うろ覚えだが高校2年の時に一級の試験を受け、同級生全員が一緒に合格した。

翌年、またみんなで試験を受ける時期がやってきた。
一級の上は、言うまでもなく初段だ。

高校生活の中で人並みに部活に励んでいれば、ほとんどの部員が受かるよね、という認識の『初段』。

その試験に、私は落ちてしまった。

別にサボり癖があったわけではない。

仲間と足並み揃えて、放課後は練習に励み、それなりに経験を積んできたつもりだ。

でも、あっさり落ちたのだ。

…たぶんセンスが無かったのでしょう(笑)。

上手な先輩は初段から二段、三段…と挑戦して受かる姿も見ていたし、さすがに初段は落ちないだろうと思っていたので、当時はけっこう凹みまして。

きっと、落ちたという事実よりも、周りのフォローや気遣いに申し訳なさを感じたり、少なからずあったプライドが傷付いていたり…そういうの全部ひっくるめて認めたくなかったり。

一言で表すと『恥ずかしかった』のだと思う。

場の空気を壊さないよう表面では笑ってごまかしていたけれど、心はしっかり泣いていた。

そんな出来事が、確かにあった。


それがね、時が経つと不思議なもので。

社会に出ると、職場や何かしらのコミュニティの中で、「学生時代、何かスポーツやってました?」という話になることが時々あるじゃないですか。

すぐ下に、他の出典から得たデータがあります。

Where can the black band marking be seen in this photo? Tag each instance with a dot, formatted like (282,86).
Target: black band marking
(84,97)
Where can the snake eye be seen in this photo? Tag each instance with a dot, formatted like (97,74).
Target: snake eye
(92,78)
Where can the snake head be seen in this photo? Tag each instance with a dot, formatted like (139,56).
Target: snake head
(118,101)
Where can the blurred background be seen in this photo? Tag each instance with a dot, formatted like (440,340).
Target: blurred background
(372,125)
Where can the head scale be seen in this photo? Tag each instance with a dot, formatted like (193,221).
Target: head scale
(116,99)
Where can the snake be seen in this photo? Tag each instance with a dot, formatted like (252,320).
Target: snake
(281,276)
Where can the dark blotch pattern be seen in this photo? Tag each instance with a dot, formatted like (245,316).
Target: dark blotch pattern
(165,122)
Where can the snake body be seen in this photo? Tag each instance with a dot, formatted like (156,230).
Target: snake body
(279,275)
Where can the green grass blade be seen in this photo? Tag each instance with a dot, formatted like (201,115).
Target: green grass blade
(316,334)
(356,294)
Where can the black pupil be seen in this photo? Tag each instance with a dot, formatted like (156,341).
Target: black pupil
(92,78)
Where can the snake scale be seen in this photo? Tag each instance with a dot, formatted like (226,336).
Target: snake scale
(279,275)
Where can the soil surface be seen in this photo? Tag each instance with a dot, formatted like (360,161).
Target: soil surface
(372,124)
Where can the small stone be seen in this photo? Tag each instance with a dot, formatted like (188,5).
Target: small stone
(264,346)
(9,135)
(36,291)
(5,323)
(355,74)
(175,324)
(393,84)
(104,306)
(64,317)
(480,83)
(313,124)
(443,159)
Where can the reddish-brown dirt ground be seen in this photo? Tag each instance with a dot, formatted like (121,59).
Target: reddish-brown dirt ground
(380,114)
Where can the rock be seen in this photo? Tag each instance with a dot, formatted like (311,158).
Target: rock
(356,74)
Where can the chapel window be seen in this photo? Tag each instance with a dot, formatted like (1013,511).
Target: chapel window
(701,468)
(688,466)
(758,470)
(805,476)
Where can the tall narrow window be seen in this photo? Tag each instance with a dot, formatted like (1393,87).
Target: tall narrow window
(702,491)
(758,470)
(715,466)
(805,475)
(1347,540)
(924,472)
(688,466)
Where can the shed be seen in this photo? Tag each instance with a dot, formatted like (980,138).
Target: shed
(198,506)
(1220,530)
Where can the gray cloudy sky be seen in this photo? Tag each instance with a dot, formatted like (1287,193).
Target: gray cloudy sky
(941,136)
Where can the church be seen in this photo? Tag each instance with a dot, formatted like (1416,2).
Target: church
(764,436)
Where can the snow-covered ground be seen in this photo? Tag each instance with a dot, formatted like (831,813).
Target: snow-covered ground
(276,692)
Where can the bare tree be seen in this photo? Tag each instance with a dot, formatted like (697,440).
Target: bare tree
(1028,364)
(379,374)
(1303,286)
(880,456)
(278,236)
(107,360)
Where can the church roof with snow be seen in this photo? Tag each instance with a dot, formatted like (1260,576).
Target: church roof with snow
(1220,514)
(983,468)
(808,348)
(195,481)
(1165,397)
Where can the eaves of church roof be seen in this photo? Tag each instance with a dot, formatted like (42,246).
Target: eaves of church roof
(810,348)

そこで『弓道』というワードを出すと、決まって「すごい!」と驚かれ、その場が少し盛り上がる。

決してメジャーなスポーツではないからこそ珍しがられ「どうやってやるの?」と、関心を持って聞いてくれる人がいる。

「弓を引くと、無心になれて楽しいんですよね」
「弓道ってメインは5人で1チームの団体戦なんです」
なんて語れる自分もちょっぴり誇らしくて。

いつからか、初段に落ちたあの日のことも、思い出話として自然と人に話せるようになっていた。

そこに恥ずかしさやネガティブな感情は一切なく、むしろ今では
「楽しく続けてたんですけど、たぶん私センス無くて普通にやってればみーんなが受かるはずの初段に、あっさり落ちたんです(笑)」
と、完全にネタとして笑いを取るまでになっている。

大人になり、こんな風に楽しく話せる日が来るなんて…素直に嬉しかった。

笑って話せる自分も、『なんか良いな』と思えた。

それを笑顔で聞いてくれる相手がいることもまた『幸せだな』と感じて、会話が進む中で、ポカポカと心が温まるような感覚には自分でも驚いた。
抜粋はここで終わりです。